S’il fallait une preuve de l’enrichissement de la Pologne depuis son accession à l’Union européenne (UE), le 1er mai 2004, il y a vingt ans, l’histoire des mouvements de sa population vient la fournir. Après un véritable exode vers l’Europe occidentale dans les premières années de l’adhésion, les départs ont progressivement cessé. Désormais, les Polonais se réinstallent chez eux. Depuis 2018, le pays enregistre plus d’immigration que d’émigration.
« Cela s’explique surtout pour des raisons économiques, explique Dominika Pszczolkowska, du Centre pour la recherche sur la migration à l’université de Varsovie. Il y a vingt ans, le chômage en Pologne atteignait 20 % ; aujourd’hui, il y a une pénurie de main-d’œuvre. »
Nette tendance
Les statistiques, bien que peu précises, indiquent une nette tendance au retour : en 2017, 2,5 millions de Polonais vivaient à l’étranger ; en 2023, leur nombre était tombé à 1,5 million. Entre ces deux chiffres, la méthodologie a changé, rendant la comparaison délicate. « Mais on peut dire que le nombre de Polonais à l’étranger a baissé de plusieurs centaines de milliers », estime Mme Pszczolkowska, qui vient de publier un ouvrage sur l’émigration polonaise (How Migrants Choose Their Destinations, Routledge, non traduit).

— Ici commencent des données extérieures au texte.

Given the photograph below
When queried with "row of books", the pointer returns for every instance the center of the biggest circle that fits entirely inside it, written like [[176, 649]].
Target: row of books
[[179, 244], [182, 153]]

Ce travail universitaire retrace les vagues d’émigration polonaises du début du XXIe siècle : d’abord un flux massif, entre 2004 et 2008, majoritairement vers le Royaume-Uni et l’Irlande, qui n’avaient pas imposé de période de transition à la libre circulation, contrairement au reste des pays de l’UE ; ensuite, la crise financière de 2008, puis celle de la zone euro, qui ont ralenti les départs vers le reste de l’Europe ; enfin, le Brexit, voté en 2016, « qui a marqué un tournant ». La sortie du marché unique par la Royaume-Uni, effective depuis le 1er janvier 2021, a mis fin à la libre circulation des personnes. Par rapport au pic atteint en 2016, le nombre de Polonais vivant outre-Manche, qui avait dépassé un million, a baissé d’environ un tiers.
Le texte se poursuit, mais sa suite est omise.